Learning the law in London

English common law is the system on which the U.S. legal system is based—and nothing brings the study of American law to life like a personal introduction to British legal institutions. For three decades, a popular Loyola study abroad program has allowed law students to experience firsthand the similarities and differences between English and American advocacy.

All of the School of Law’s areas of expertise—health law, child and family law, advocacy, business and tax, antitrust, intellectual property—have strong international and comparative components. The School of Law’s rich curriculum, in Chicago and abroad, continually expands to respond to developing areas of international professional interest.

Now in its 30th year, Loyola’s London Comparative Advocacy Program remains a popular study option for second- and third-year students interested in experiencing different cultures, creating global connections, and deepening their understanding of foreign legal systems.

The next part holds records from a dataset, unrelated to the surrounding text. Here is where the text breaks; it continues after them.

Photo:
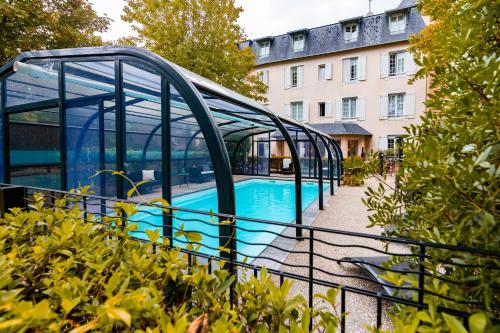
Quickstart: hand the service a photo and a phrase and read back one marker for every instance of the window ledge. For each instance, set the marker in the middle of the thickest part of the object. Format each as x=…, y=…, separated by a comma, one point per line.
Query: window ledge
x=397, y=32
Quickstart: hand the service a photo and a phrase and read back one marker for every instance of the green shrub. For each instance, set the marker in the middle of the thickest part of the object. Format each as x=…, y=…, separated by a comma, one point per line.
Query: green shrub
x=449, y=179
x=354, y=171
x=61, y=273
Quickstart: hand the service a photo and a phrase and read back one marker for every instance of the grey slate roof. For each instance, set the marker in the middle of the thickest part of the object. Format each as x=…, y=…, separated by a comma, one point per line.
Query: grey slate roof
x=336, y=128
x=373, y=30
x=341, y=129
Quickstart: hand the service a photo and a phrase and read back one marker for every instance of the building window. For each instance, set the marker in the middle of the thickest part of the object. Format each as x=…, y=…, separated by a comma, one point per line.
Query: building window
x=298, y=42
x=321, y=109
x=351, y=32
x=264, y=77
x=294, y=76
x=349, y=108
x=297, y=110
x=322, y=72
x=352, y=148
x=264, y=48
x=353, y=69
x=397, y=23
x=396, y=63
x=396, y=105
x=393, y=142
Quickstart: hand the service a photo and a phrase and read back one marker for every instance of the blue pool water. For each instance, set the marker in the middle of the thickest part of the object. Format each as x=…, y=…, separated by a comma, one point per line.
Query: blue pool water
x=255, y=198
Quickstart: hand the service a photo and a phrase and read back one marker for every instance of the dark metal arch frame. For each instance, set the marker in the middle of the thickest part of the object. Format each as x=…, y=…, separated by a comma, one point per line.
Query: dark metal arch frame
x=189, y=88
x=192, y=97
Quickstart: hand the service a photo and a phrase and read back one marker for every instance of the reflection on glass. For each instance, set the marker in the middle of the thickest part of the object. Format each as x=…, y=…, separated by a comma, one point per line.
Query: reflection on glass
x=32, y=82
x=34, y=146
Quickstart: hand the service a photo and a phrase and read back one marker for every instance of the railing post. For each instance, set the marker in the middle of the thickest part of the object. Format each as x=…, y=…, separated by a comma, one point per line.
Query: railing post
x=381, y=163
x=421, y=277
x=10, y=197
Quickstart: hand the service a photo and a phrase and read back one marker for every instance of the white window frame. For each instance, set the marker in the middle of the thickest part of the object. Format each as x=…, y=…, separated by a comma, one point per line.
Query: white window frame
x=349, y=108
x=353, y=69
x=396, y=105
x=322, y=72
x=264, y=48
x=392, y=140
x=298, y=42
x=349, y=34
x=294, y=76
x=297, y=110
x=397, y=23
x=263, y=76
x=320, y=106
x=397, y=63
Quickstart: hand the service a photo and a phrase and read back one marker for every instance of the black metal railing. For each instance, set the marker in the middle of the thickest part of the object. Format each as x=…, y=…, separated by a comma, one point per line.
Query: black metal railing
x=361, y=265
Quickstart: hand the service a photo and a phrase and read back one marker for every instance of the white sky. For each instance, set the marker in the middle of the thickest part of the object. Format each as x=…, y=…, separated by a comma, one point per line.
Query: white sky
x=266, y=17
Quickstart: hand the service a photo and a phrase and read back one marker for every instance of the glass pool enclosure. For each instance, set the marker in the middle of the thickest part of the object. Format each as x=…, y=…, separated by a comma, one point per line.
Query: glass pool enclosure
x=69, y=113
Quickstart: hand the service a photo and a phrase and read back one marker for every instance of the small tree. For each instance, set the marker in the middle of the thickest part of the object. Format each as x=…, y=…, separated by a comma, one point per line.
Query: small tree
x=199, y=35
x=48, y=24
x=449, y=180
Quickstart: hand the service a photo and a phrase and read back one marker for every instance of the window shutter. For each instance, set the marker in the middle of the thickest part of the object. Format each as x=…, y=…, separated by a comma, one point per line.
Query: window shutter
x=300, y=76
x=410, y=66
x=338, y=109
x=287, y=77
x=409, y=108
x=328, y=71
x=288, y=110
x=305, y=111
x=362, y=68
x=382, y=143
x=346, y=70
x=360, y=108
x=384, y=65
x=384, y=105
x=328, y=109
x=266, y=77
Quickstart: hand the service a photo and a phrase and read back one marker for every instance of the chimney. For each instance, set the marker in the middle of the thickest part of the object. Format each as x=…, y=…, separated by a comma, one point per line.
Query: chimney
x=369, y=8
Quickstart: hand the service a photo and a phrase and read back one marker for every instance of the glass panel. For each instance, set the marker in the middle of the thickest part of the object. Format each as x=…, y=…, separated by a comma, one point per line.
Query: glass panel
x=1, y=136
x=33, y=82
x=83, y=79
x=48, y=176
x=191, y=164
x=90, y=119
x=34, y=146
x=34, y=137
x=143, y=161
x=262, y=152
x=83, y=135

Each year over winter break, approximately a dozen Loyola law students, accompanied by Associate Dean James Faught, members of the law faculty, and distinguished guests, participate in the London Comparative Advocacy Program. For two weeks, students immerse themselves in London activities that focus on the English legal profession and system of advocacy. After a series of lectures at the Inns of Court, students observe trials at the historic Old Bailey while considering parallels and variances with the American legal system they’ve come to know.

“The many strong partnerships Loyola has forged with our London friends and colleagues over the years really makes this study abroad opportunity unique for our students,” says Faught, who founded the program in 1988. “It’s a wonderful learning experience to compare the English and American legal systems through interaction and educational activities with barristers, judges, and court administrators.”

Students also experience London through guided walking tours of various legal institutions, including the Inns of Court, the Royal Courts of Justice, the Law Society, and Parliament, which allows them to become acquainted with Central London fairly quickly. Many students take day trips touring Oxford and Canterbury, among other nearby destinations.

The London Comparative Advocacy Program is the study abroad portion of a two-hour course offered in the fall semester that focuses on the English legal system. More than 300 Loyola law students and dozens of alumni have explored London and studied its rich history through this outstanding law program.